The study population is tied to a specific library collection that supports an LIS graduate program. The authors infer that the sample population is representative of LIS literature and conclude that their analysis provides “vital statistical data pertaining to the current state of LIS research and periodicals” (p. 479). Yet the authors acknowledge that their sample population focuses on subscription periodicals and does not include open access journals, and this represents a significant lost opportunity. Among others, Yuan and Hua (2011) have illustrated that LIS has fully adopted OA literature as mainstream, so the exclusion of non-subscription content excludes a relevant body of literature from the study population. 
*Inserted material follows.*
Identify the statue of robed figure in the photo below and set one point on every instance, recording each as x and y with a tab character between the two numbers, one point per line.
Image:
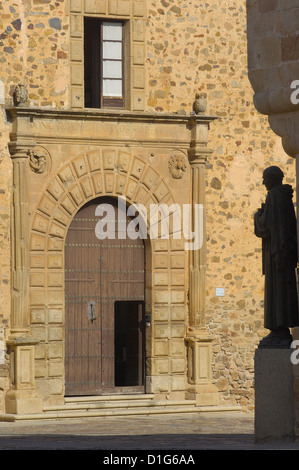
275	224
Ultimately the low frequency of research in the literature, just 16%, might seem alarming. Based on the research presented here it is possible to infer that the body of LIS literature is crowded with non-research articles, suggesting that there are opportunities for journals to adjust the balance of research versus non-research content. However, we must consider that the authors examined all indexed content within the periodicals under consideration, without accounting for whether the content itself was presented as research. Many publications include non-research content in formats that are indexed: editorials, reviews, commentaries, interviews, and even scholarly evidence summaries are treated as indexed content, but they are not written as, nor typically presented as, original research. A fundamental question, and one needing more study, would be to ask: how much of LIS literature presented as research actually qualifies as research? Further research might help us understand whether journal editors need to prioritize and include more research content in their publications, and also whether the LIS profession itself should be responsible for generating more research overall.